Now this is not completely shocking, since a lot of good southern recipes (and many of Damaris's, Terra's and Becca's) involve one or the other.
And as I thought about the cheese and the bourbon, I began to lean towards making sliders.
But I wanted to bring a "Meat On The Side" spin to the dish—while of course keeping it simple and sticking to the challenge of using 10 ingredients or less.
So I decided to simmer some portobello mushroom tops in bourbon, lemonade, and brown sugar and then smother those in classic pimento cheese (I used Damaris’s pimento cheese recipe, because why mess with the best?!).
And by re-purposing the lemonade and bourbon that remained after I made my sauce, I was able to mix up a tasty cocktail—all while using only 10 ingredients and getting a party's worth of sliders done in 30 minutes!
Now I just need to get some other New Yorkers excited about the Derby (and I think these sliders and bourbon will do the trick!) so we can enjoy Saturday afternoon together, Southern-style!
My 10 Ingredients:
1. cream cheese
3. garlic powder
4. cheddar cheese
6. portobello mushroom caps
7. olive oil
9. light brown sugar
10. slider buns
kosher salt + ground black pepper ("free" ingredients)
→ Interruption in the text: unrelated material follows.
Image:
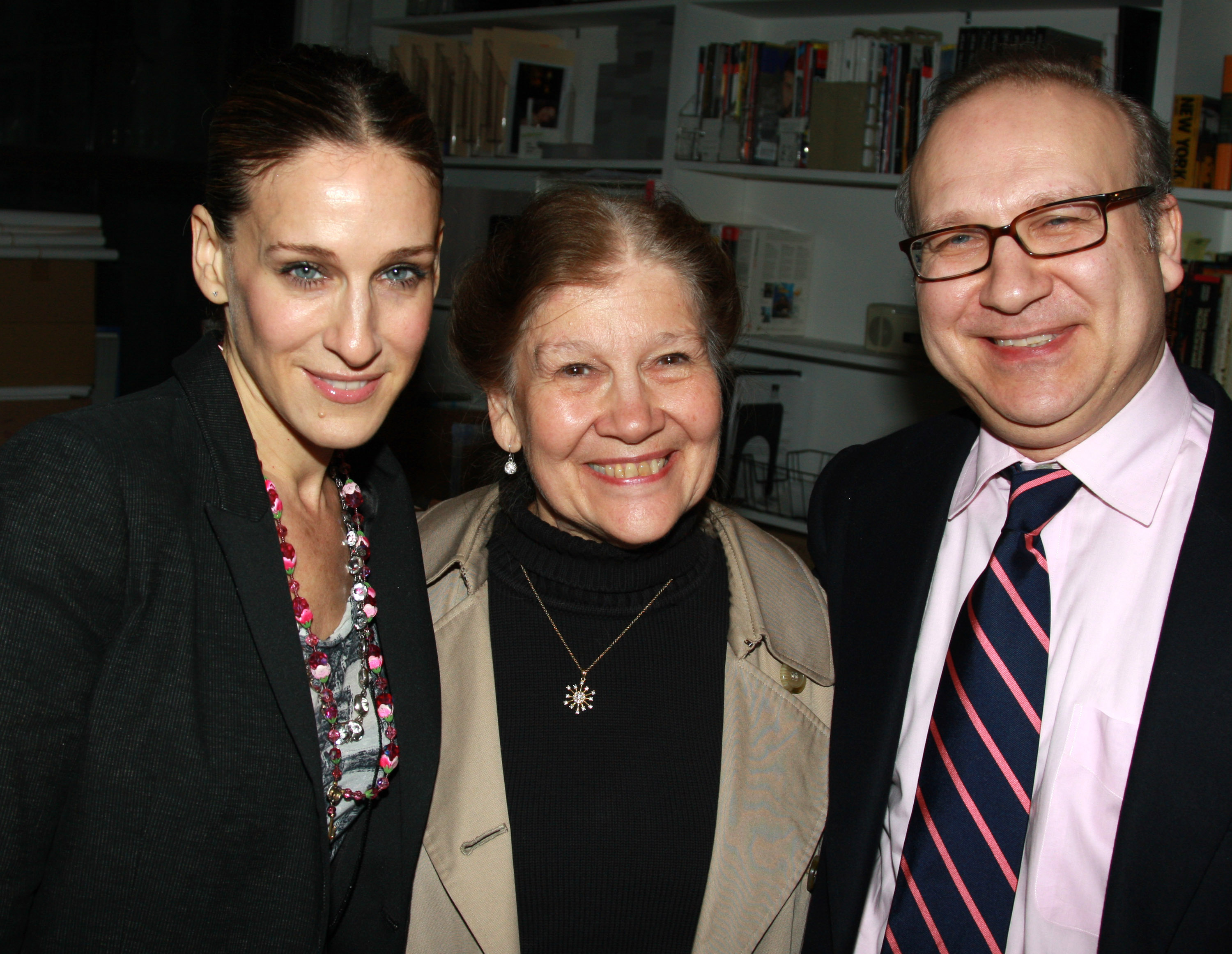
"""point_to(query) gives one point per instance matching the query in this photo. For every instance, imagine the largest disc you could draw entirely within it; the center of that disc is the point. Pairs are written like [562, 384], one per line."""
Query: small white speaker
[894, 330]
Bourbon-Braised Portobello + Pimento Cheese Sliders
- 4 ounces cream cheese
- ¼ cup mayonnaise
- 1 teaspoon garlic powder
- 1 teaspoon kosher salt
- ¼ teaspoon ground black pepper
- 8 ounces shredded sharp cheddar cheese
- One 4-ounce jar sliced pimentos (about ¼ cup), drained
- 12 to 16 portobello mushroom caps (12 if they are large, 16 if they are small)
- 2 tablespoons olive oil
- 1 cup lemonade (+ more for cocktails!)
- ½ cup bourbon (4 ounces)
- 4 tablespoons packed light brown sugar
- 16 slider buns
- Preheat the oven to 200°F. Add the cream cheese, mayonnaise, garlic powder, ½ teaspoon of the salt, and the pepper to the bowl of a food processor, and combine until smooth. Transfer the mixture to a medium bowl, then fold in the cheddar and pimentos and set aside.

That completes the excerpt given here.